Two performance optimizations have been applied to our parallel tool:

• Parallel data loading and storing, to take advantage of parallel programming not only in the critical phase of the tool but also in the input and output phases. This optimization technique not only improves the performance of the tool on its own, but it also allows the tool to load the entire dataset at once in a distributed and scalable manner, without concern about memory problems, which allows the tool to achieve an even better performance in these phases.
• Dynamic workload distribution. The time to process different CpG sites can present high variability. This may lead to workload imbalances; that is, even though the blocks of data associated with each process have the same size, one block might need more time than another one. This problem is alleviated thanks to the second level of parallelization, where the workload for each MPI process is distributed dynamically among the OpenMP threads launched by it.

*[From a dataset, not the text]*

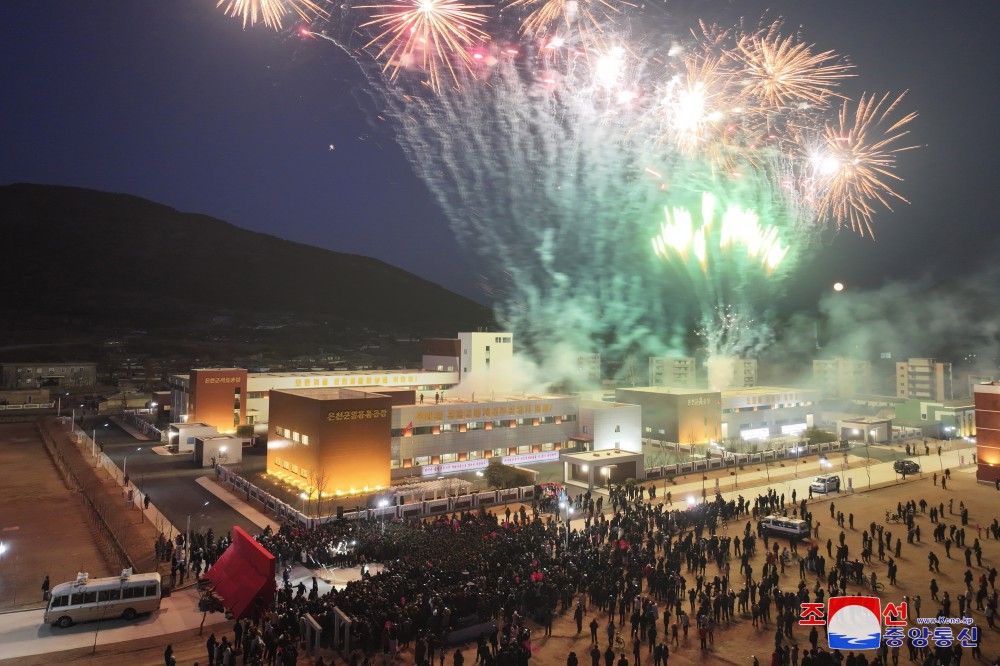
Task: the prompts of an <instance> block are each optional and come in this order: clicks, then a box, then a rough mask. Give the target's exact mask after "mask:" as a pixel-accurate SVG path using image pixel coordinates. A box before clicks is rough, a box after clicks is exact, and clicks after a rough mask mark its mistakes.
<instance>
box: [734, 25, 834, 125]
mask: <svg viewBox="0 0 1000 666" xmlns="http://www.w3.org/2000/svg"><path fill="white" fill-rule="evenodd" d="M780 29H781V22H780V21H779V22H775V23H773V24H771V25H770V26H769V27H768V28H765V29H762V30H760V31H757V32H751V33H746V34H742V35H740V36H739V38H738V39H737V41H736V46H735V47H734V48H732V49H730V50H729V54H730V55H731V56H732V57H733V58H734V59H735V60H736V61H737V62H738V63H739V64H740V68H739V71H738V72H737V76H736V77H735V78H736V79H737V81H736V83H737V85H739V86H740V87H741V88H742V89H741V91H740V99H742V100H744V101H746V102H747V103H759V104H761V105H762V106H763V107H764V108H765V109H774V110H783V109H787V108H789V107H793V108H795V107H800V106H802V105H804V104H808V105H812V106H818V107H825V106H827V104H828V101H829V99H830V98H831V97H833V96H835V94H836V93H835V92H834V89H835V88H836V87H837V86H838V85H839V84H840V82H841V81H842V80H843V79H845V78H848V77H850V76H852V74H851V67H850V65H847V64H845V63H843V62H841V61H840V60H839V58H838V57H837V55H836V54H835V53H834V52H833V51H823V52H820V53H816V52H814V50H813V47H812V46H811V45H809V44H805V43H804V42H801V41H799V40H798V39H797V38H796V37H795V36H793V35H789V36H782V35H781V33H780Z"/></svg>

3. Results and Conclusions

The experiments for the performance analysis of the parallel version of RADMeth were conducted on 16 nodes of the “Pluton” cluster, a distributed-memory system that is based on Intel Xeon processors and installed at CITIC. Each node is composed of two processors with eight cores each (16 logical threads using HyperThreading) and 64 GB of main memory. The whole system provides a total of 256 cores (512 logical threads with HyperThreading) and 1 TB of memory. In order to keep the reproducibility of the experiments, we have used two representative datasets that are publicly available, Akalin 2012 and Hansen 2014. The Akalin dataset is made of 28,670,426 CpG sites and 2 samples, whereas the Hansen dataset consists of 28,217,449 and 6 samples. In addition to those properties, it is important to mention that the Akalin dataset is a worst-case scenario in terms of workload imbalance, meaning that a high percentage of the workload is associated with a very small contiguous block of CpG sites. A parallel tool with only static data distribution is unable to accelerate the execution of this dataset, proving the dynamic workload distribution to be an outstanding performance optimization, completely compulsory for the tool to scale in critical scenarios.

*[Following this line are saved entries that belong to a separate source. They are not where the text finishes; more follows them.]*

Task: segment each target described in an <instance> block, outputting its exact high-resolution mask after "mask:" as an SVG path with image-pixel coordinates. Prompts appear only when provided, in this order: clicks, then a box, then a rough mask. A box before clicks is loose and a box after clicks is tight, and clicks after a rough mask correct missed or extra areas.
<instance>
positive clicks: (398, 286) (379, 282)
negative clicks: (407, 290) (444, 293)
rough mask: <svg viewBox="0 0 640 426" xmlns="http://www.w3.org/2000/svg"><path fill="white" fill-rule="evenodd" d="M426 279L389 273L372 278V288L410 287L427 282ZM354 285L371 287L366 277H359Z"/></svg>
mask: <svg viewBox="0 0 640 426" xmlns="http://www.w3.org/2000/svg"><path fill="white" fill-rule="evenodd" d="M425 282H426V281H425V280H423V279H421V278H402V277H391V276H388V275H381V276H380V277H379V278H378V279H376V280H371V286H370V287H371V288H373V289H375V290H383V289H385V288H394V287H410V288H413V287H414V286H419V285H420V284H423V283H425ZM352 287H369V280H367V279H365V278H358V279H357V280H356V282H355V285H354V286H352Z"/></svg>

Table 1. Dataset scalability, execution times (in seconds), and speedups (in parentheses).

	Akalin 2012	Hansen 2014
Original RADMeth	10,886.90	45,931.20
1 Node	498.65 (21.83)	2424.93 (18.94)
2 Nodes	304.76 (35.72)	1228.00 (37.40)
4 Nodes	326.55 (33.33)	803.70 (57.14)
8 Nodes	215.10 (50.61)	444.67 (103.29)
16 Nodes	121.35 (89.71)	242.97 (189.03)

also shows the runtime and speedup (in parentheses) for different number of nodes. Regarding the parallel executions, the same configuration for each node was used, as it proved to be the most efficient one after some preliminary tests: one MPI process with 16 cores each (32 logical threads per MPI process using HyperThreading). The reason is that the dynamic distribution, necessary for high scalability, is implemented at the thread level, so the higher the threads-to-process ratio is, the better the workload balance is, and the better the performance of the parallel tool is. As can be seen in the table, the parallel version of RADMeth performs well and offers excellent scalability (execution times largely decrease when the number of cores increases). Furthermore, due to the execution time reduction, the parallel tool allows for the analysis of large-scale datasets when this method is applied.